Es gibt Tiere, die sich selbst befriedigen
Kannst du dazu ein Beispiel geben? Ich will das nicht anzweifeln, mich interessiert das jetzt einfach nur mal
Meine Meinung zu dem Thema:
Ich bin Fleischfresser und war es auch immer schon, habe mich aber bei der Umfrage dennoch für den Punkt entschieden, dass ich auf Fleisch verzichten könnte. Ich muss dazu sagen, dass bei der Bundeswehr sehr viel gegrillt wird und dieses Jahr hat es meine Einheit wirklich übertrieben. Nachdem ich über drei Monate so etwa jeden zweiten Tag Grillfleisch zu mir genommen habe, sind mir die Steaks und Würstchen richtig zuwider geworden. Ich habe meinen Fleischgenuss jetzt seit einiger Zeit stark reduziert, wobei das halt keine moralischen Beweggründe hat.
Von der moralischen Seite betrachtet, gibt es meiner Meinung nach zwei elemetare Sichtweisen. Die eine besagt, dass wir als Menschen uns zur Spitze der Evolution augeschwungen haben und somit die "stärkste" Rasse auf diesem Planeten sind. Das gibt uns das Recht, alle anderen Rassen zu unterjochen (Recht des Stärkeren). Der Wurm, der seinen Wirt von innen zerfrisst und ihn somit langsam dahinrafft, macht es auch aus einem Grund: Weil er es kann! Und das kann man auf alle Fleischfresser/Schädlinge etc im Tierreich hochdeklinieren.
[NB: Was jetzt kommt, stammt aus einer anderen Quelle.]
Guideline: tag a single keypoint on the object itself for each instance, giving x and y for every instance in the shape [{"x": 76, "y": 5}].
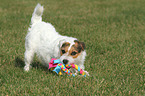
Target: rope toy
[{"x": 56, "y": 65}]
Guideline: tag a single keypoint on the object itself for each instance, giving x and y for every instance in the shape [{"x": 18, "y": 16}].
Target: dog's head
[{"x": 70, "y": 51}]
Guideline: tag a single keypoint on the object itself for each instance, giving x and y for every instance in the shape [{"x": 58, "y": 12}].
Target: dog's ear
[
  {"x": 81, "y": 45},
  {"x": 61, "y": 42}
]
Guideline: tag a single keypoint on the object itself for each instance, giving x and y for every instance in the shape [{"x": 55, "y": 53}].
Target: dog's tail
[{"x": 37, "y": 14}]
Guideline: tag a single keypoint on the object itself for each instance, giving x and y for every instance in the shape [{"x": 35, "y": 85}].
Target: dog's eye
[
  {"x": 63, "y": 51},
  {"x": 73, "y": 53}
]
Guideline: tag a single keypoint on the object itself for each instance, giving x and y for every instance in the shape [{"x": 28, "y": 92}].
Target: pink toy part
[{"x": 51, "y": 64}]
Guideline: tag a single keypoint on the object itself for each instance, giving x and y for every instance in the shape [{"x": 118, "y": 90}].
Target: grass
[{"x": 113, "y": 31}]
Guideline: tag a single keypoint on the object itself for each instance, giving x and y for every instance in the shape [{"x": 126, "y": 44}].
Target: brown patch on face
[
  {"x": 64, "y": 48},
  {"x": 76, "y": 49}
]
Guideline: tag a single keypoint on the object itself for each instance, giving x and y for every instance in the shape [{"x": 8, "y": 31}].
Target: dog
[{"x": 43, "y": 40}]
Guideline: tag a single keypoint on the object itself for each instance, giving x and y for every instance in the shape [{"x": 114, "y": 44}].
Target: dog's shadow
[{"x": 37, "y": 65}]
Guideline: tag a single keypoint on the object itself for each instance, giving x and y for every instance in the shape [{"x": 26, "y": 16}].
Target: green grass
[{"x": 114, "y": 34}]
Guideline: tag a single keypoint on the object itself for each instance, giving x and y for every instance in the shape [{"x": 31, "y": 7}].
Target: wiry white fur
[{"x": 43, "y": 40}]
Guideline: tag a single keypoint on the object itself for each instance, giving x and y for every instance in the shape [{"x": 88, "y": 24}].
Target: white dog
[{"x": 43, "y": 40}]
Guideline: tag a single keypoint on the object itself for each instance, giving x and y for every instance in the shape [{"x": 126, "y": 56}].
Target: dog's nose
[{"x": 65, "y": 61}]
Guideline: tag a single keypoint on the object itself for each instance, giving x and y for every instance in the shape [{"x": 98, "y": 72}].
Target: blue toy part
[{"x": 57, "y": 69}]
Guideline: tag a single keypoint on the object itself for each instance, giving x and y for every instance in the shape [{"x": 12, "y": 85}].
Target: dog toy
[
  {"x": 56, "y": 65},
  {"x": 76, "y": 67}
]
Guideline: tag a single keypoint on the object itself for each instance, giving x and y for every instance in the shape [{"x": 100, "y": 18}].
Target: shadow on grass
[{"x": 37, "y": 65}]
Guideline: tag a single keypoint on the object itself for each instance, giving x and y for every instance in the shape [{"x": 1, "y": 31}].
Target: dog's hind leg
[{"x": 29, "y": 54}]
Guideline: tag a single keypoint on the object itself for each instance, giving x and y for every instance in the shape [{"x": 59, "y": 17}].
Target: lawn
[{"x": 114, "y": 34}]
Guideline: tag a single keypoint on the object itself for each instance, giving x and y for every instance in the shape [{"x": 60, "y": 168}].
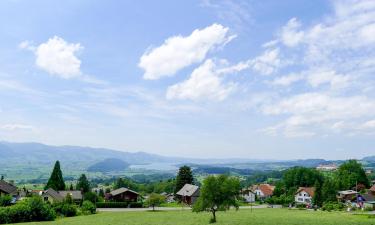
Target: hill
[{"x": 109, "y": 165}]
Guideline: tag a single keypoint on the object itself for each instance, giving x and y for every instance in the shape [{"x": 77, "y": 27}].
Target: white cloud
[
  {"x": 268, "y": 62},
  {"x": 58, "y": 57},
  {"x": 178, "y": 52},
  {"x": 290, "y": 35},
  {"x": 205, "y": 82},
  {"x": 15, "y": 126}
]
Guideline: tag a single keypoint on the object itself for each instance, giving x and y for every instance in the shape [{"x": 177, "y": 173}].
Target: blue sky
[{"x": 253, "y": 79}]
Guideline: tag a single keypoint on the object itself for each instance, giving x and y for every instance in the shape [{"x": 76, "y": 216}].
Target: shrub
[
  {"x": 65, "y": 209},
  {"x": 88, "y": 207},
  {"x": 5, "y": 200},
  {"x": 32, "y": 209}
]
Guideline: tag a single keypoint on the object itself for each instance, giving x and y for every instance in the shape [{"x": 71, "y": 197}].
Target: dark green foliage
[
  {"x": 349, "y": 174},
  {"x": 109, "y": 165},
  {"x": 65, "y": 209},
  {"x": 5, "y": 200},
  {"x": 56, "y": 181},
  {"x": 184, "y": 176},
  {"x": 155, "y": 200},
  {"x": 32, "y": 209},
  {"x": 88, "y": 207},
  {"x": 90, "y": 196},
  {"x": 329, "y": 191},
  {"x": 218, "y": 193},
  {"x": 318, "y": 196},
  {"x": 83, "y": 184}
]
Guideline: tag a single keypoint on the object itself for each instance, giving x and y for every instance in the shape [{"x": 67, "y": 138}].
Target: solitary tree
[
  {"x": 56, "y": 181},
  {"x": 83, "y": 184},
  {"x": 218, "y": 193},
  {"x": 155, "y": 200},
  {"x": 184, "y": 176}
]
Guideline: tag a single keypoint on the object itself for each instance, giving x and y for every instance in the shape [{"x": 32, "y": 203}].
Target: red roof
[
  {"x": 265, "y": 188},
  {"x": 309, "y": 190}
]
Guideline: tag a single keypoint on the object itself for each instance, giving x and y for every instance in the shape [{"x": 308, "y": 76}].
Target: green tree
[
  {"x": 318, "y": 196},
  {"x": 329, "y": 191},
  {"x": 218, "y": 193},
  {"x": 184, "y": 176},
  {"x": 56, "y": 181},
  {"x": 83, "y": 184},
  {"x": 351, "y": 173},
  {"x": 155, "y": 200}
]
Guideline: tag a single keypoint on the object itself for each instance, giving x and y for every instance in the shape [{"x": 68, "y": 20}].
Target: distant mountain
[{"x": 109, "y": 165}]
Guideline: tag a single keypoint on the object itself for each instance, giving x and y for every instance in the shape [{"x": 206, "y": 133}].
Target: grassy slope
[{"x": 257, "y": 216}]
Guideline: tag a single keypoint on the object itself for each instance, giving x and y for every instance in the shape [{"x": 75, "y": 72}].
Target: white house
[
  {"x": 304, "y": 195},
  {"x": 248, "y": 195}
]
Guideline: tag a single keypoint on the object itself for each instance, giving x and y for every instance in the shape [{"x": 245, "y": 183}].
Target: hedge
[{"x": 119, "y": 204}]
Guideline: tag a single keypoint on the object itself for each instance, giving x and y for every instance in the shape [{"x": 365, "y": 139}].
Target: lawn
[{"x": 243, "y": 216}]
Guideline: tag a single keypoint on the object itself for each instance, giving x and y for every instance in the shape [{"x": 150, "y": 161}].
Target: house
[
  {"x": 304, "y": 195},
  {"x": 327, "y": 167},
  {"x": 348, "y": 195},
  {"x": 7, "y": 188},
  {"x": 168, "y": 197},
  {"x": 51, "y": 196},
  {"x": 76, "y": 195},
  {"x": 122, "y": 195},
  {"x": 263, "y": 191},
  {"x": 248, "y": 195},
  {"x": 189, "y": 193}
]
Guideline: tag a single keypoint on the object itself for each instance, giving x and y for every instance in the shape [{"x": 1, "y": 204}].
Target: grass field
[{"x": 241, "y": 217}]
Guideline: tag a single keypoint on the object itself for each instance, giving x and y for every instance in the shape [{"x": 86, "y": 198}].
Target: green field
[{"x": 244, "y": 216}]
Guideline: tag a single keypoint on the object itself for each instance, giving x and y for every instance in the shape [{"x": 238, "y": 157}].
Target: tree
[
  {"x": 218, "y": 193},
  {"x": 56, "y": 181},
  {"x": 155, "y": 200},
  {"x": 184, "y": 176},
  {"x": 83, "y": 184},
  {"x": 351, "y": 173},
  {"x": 318, "y": 196}
]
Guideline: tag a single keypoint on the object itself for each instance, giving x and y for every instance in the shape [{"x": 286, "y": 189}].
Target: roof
[
  {"x": 265, "y": 188},
  {"x": 348, "y": 192},
  {"x": 122, "y": 190},
  {"x": 54, "y": 194},
  {"x": 76, "y": 195},
  {"x": 7, "y": 187},
  {"x": 188, "y": 190},
  {"x": 309, "y": 190}
]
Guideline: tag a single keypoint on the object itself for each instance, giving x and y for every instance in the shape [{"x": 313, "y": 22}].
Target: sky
[{"x": 290, "y": 79}]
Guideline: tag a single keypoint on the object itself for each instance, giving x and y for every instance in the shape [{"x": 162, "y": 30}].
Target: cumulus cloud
[
  {"x": 58, "y": 57},
  {"x": 205, "y": 82},
  {"x": 178, "y": 52}
]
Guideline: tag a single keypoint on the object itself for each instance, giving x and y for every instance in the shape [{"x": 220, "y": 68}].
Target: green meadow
[{"x": 232, "y": 217}]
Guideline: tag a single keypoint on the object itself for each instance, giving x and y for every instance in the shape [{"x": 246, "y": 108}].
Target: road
[{"x": 164, "y": 209}]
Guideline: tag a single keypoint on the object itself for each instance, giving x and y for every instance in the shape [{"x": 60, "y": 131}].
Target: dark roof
[
  {"x": 54, "y": 194},
  {"x": 76, "y": 195},
  {"x": 188, "y": 190},
  {"x": 7, "y": 187},
  {"x": 122, "y": 190}
]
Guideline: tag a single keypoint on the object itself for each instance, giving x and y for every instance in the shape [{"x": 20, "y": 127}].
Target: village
[{"x": 83, "y": 199}]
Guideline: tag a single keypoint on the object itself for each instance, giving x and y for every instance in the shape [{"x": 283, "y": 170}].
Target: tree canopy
[
  {"x": 56, "y": 181},
  {"x": 218, "y": 193},
  {"x": 184, "y": 176}
]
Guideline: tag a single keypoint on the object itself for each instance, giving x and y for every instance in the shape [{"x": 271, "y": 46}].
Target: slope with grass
[{"x": 256, "y": 216}]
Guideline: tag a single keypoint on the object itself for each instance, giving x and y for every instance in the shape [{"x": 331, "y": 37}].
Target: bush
[
  {"x": 333, "y": 206},
  {"x": 88, "y": 207},
  {"x": 32, "y": 209},
  {"x": 119, "y": 204},
  {"x": 65, "y": 209},
  {"x": 5, "y": 200}
]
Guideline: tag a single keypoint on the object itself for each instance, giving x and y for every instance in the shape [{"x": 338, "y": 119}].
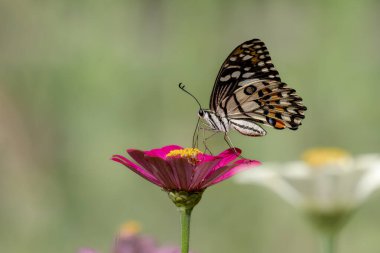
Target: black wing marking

Was der Mensch all diesen Tieren vorraus hat, ist die Industrialisierung des Tötens, quasi der Einsatz des Holocaust für unser Fleisch.
Auf der anderen Seite kann man die Meinung vertreten, ob der Mensch nicht gerade dadurch, dass er sich zur Spitze der Evulotion augeschwungen hat, in der moralischen Verantwortung steht, alle Arten unter ihm zu schützen. Da wäre nur die Frage, würde sich die Ameise oder der Löwe zur Spitze aufschwingen, würde er ebenso die Arten unter sich schützen? (Ürbigens kann man auch als Fleischfresser diesen "Artenschutz" betreiben. Mann müsste nur die ganze Massenproduktion einstellen und neue Wege finden und den Fleischverzehr wahrscheinlich etwas einschränken).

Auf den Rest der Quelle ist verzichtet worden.